Dreaming New Dreams

By: John Edmondson

For though by this time you ought to be teachers, you need someone to teach you again the basic elements of the oracles of God. You need milk, not solid food; for everyone who lives on milk, being still an infant, is unskilled in the word of righteousness. But solid food is for the mature, for those whose faculties have been trained by practice to distinguish good from evil.
— Hebrews 5:12-14

I remember the day clearly; sitting in a lecture hall for the first time in 20 years. I remember smiling and shaking my head, and thinking to myself “how did I end up here?” With a mixture of wonder and amazement (and a dash of fear), I began my journey as a 42-year-old college student at the Institute for G.O.D. last fall. I had returned to school with a desire on my heart that no longer could be denied. It grew into this overwhelming hunger to serve others. In order for me to do that and do it well, I needed a greater understanding of the Word. I needed to have it written on my heart in a way that I would able to share it with others and serve Christ in a greater capacity. I was no longer content with “milk” but longed for the “solid food” I knew I would find in studying the Bible at the Institute.

Going back to school had to be a priority for myself and my wife. It had to be something we were both committed to because of the scope of our life and the time it would require. I was not an 18-year-old stepping on a college campus for the first time. I was a husband, a father of five children (the youngest just 6 months old at the time), I had a full-time job and had just started dipping my toes into ministry work through our CASE after-school program. This undertaking had to be approached with a certain seriousness and vigor—not only because of my reasoning for taking it on to begin with, but also because I would have to be diligent with the time I had allotted to do the work required to be successful.
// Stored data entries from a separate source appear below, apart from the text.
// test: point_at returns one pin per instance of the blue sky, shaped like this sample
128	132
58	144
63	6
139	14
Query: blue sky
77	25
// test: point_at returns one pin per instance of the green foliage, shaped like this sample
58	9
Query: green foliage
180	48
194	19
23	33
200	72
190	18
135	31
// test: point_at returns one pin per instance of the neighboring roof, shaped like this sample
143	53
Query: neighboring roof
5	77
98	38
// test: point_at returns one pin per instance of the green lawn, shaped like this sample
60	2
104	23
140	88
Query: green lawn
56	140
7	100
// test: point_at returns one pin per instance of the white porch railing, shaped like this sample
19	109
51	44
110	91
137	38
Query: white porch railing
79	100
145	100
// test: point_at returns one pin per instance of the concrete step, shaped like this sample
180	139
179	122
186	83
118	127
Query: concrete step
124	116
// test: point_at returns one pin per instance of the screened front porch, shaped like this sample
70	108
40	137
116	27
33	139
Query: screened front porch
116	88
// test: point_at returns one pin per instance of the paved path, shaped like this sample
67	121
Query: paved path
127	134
At the Institute there are options to take classes either in the morning or in the evening. Most older students, due to their jobs and other commitments, typically take classes in the evening. I chose to go the other route and take morning classes. I do well in the morning and I wanted to fully immerse myself in the college experience. I’ve enjoyed being in class with your more prototypical college-aged students. I love seeing their fervent love for the Word. I am encouraged and strengthened by their enthusiasm to delve deeper into their call to serve and what takes place when God meets them there. I look on with amazement at their confidence in knowing what God has called them into at such a young age.

When I was a younger man, I was not in a place similar to my classmates. I was not living a life pleasing to the Lord nor was I willing to give up the trappings this world has to offer. Having been in that place and living the life that I have lived has brought me to a different place, with a different viewpoint in the classroom. Unlike younger classmates, I feel I am more aware of my days. I’m here to fulfill the desires I believe the Lord has always had for me. I love the excitement I feel walking into a class knowing that the Word is going to be illuminated to me in a new and exciting way.
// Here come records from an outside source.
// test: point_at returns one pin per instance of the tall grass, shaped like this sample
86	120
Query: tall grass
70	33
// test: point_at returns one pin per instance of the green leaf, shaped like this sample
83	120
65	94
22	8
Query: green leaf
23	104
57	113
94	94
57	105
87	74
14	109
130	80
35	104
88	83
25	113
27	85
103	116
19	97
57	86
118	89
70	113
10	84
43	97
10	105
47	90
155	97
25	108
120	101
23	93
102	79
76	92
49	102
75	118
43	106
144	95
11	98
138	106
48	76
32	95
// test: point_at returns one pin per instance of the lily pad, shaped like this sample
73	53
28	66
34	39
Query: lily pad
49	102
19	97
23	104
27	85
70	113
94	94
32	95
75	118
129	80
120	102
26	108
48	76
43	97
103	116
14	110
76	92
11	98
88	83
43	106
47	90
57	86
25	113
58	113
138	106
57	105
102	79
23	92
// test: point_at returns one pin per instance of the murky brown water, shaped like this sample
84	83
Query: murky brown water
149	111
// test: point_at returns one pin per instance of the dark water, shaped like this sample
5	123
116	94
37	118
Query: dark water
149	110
In a gathering of the older institute students after the spring semester, Gregg Garner (President of the Institute and Founder, President of G.O.D. Int’l) shared this passage in Joel which speaks of older men dreaming dreams and younger men having visions:

Then afterward I will pour out my spirit on all flesh; your sons and your daughters shall prophesy, your old men shall dream dreams, and your young men shall see visions.
— Joel 2:28

This has begun to happen for me in this new chapter in my life. I am getting to confidently take on new opportunities that God has led me into, situations that I would have never dreamt of tackling on my own. Through Christ, I am discovering a capacity I never realized I possessed. I may be aware of my days, but I am also well aware of God’s presence in everything that I get to do.